Harris a fait une synthèse entre Obama et Clinton, misant sur du post
yes we can complètement creux, prônant toute honte bue le changement alors qu'elle est en poste depuis 4 ans et n'a strictement rien remis en cause du bilan de Biden (donc quel changement, et par rapport à quoi ? une question simple a laquelle elle n'a jamais pu répondre, pas même indirectement).
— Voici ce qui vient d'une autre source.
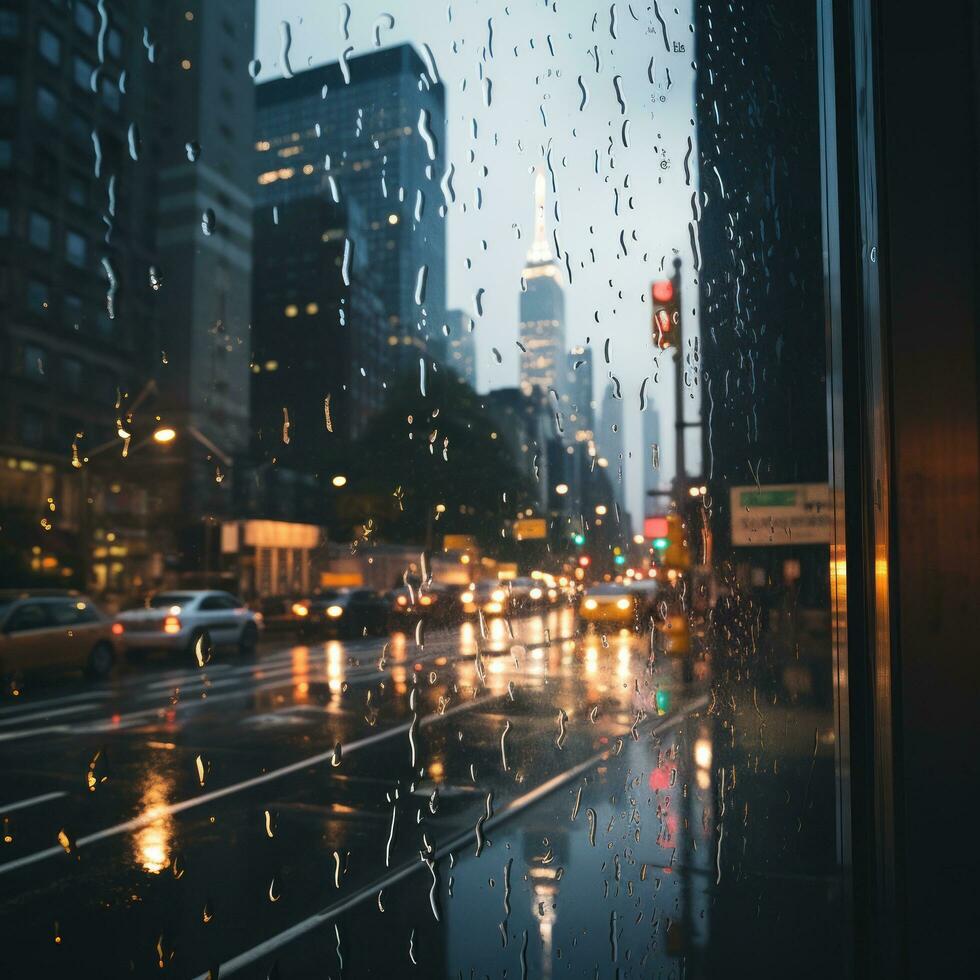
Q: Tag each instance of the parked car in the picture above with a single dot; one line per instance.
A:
(342, 612)
(608, 603)
(490, 597)
(177, 620)
(44, 630)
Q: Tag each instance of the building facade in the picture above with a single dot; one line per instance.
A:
(372, 130)
(461, 345)
(542, 307)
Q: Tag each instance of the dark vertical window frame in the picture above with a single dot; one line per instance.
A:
(901, 264)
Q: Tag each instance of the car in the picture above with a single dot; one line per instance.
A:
(490, 597)
(176, 621)
(608, 603)
(44, 630)
(342, 612)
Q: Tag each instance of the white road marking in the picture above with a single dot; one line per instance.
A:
(533, 796)
(32, 801)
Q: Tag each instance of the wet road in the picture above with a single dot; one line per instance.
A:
(532, 803)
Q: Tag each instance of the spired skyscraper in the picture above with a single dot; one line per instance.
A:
(544, 358)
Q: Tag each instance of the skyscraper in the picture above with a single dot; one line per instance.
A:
(576, 401)
(542, 332)
(372, 129)
(201, 149)
(461, 346)
(651, 456)
(125, 237)
(610, 441)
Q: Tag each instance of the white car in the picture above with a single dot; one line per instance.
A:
(177, 620)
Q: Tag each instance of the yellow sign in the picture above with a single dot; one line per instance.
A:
(338, 580)
(530, 528)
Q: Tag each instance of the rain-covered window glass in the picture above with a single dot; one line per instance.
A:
(49, 46)
(415, 517)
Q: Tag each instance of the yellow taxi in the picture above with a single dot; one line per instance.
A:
(608, 603)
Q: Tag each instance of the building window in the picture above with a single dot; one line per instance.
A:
(76, 248)
(77, 191)
(85, 18)
(72, 309)
(71, 374)
(34, 362)
(8, 90)
(81, 72)
(110, 94)
(47, 104)
(39, 231)
(38, 297)
(49, 46)
(31, 427)
(9, 24)
(114, 43)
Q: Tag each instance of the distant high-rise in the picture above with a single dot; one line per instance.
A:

Stratégiquement, elle est restée tout du long bloquée en 2008, autrement dit à une époque où internet n'était pas aussi aiguisé comme outil de contre-culture, contre-attaque et contre-argument, une époque où la télé dominait encore le théâtre du débat, du debrief et de l'opinion (plus personne maintenant ne regarde Colbert ou Jon Stewart à part les gens qui sont d'accord, alors qu'il y a encore 15 ans Stewart attirait tout le monde), une époque où l'enjeu principal était de se défaire de Bush... et elle a quand même trouvé le moyen d'afficher fièrement le soutien de Dick Cheney, incarnation GOP de l'interventionnisme forcené du début des années 2000, tout comme Cilnton en était la version démocrate des 2010.
Comment veux-tu, avec ce mélange de ringardise, d'incompétence et de contradictions morales et politiques, convaincre une population qui se méfie de plus en plus de tout ce qui est officiel ? Qui est dans la défiance ? Qui est largement revenue des stratégies de comm' d'il y a 20 ans ? Harris et le parti démocrate ont fait preuve d'une incroyable déconnexion, et ils ont persévéré dans cette voie jusqu'à percuter le mur final. Ils insistent d'ailleurs encore à ce jour, préférant présenter l'électorat de Trump, désormais aussi massif que diversifié, autant qu'un casting Disney, comme étant nazifié et composé d'idiots, mettant leur défaite sur le dos du racisme et de la misogynie (cool pour le vote Latino et le vote féminin, quel niveau d'analyse, vraiment une défaite que personne ne pouvait voir venir !).
Vieux-Gontrand a écrit:
La racine du problème est la mainmise de Trump sur les Républicains,contre l'establishment du parti, le populisme est aussi interne à chaque parti.
Une autre "racine du problème", c'est cette révolution culturelle des dernières années soutenue puis imposée par le camp démocrate, révolution présentée comme étant nécessaire, mais surtout obligatoire alors qu'une majorité d'individus, une grosse majorité si on en croit les résultats, n'en voulait pas. C'est ça, le vrai
cultural shift qui a eu lieu, et qui est tangible. Pas le retour de Trump, élu par des gens qui espèrent, sans doute à tort mais ça c'est autre chose (éternel et stérile débat sur "l'homme providentiel", perso je passe mon tour si on en arrive là), un retour à ce qu'ils qualifient de "la normale". Refuser de comprendre ça, cette aspiration derrière ce vote, alors que c'est simple comme tout et tellement évident, et ce même si on est en désaccord profond avec cette aspiration, c'est ce qui explique la défaite de Harris. Harris et ce qu'elle représente sont perçus par une majorité d'Américains comme quelque chose d'anormal, bizarre et indésirable.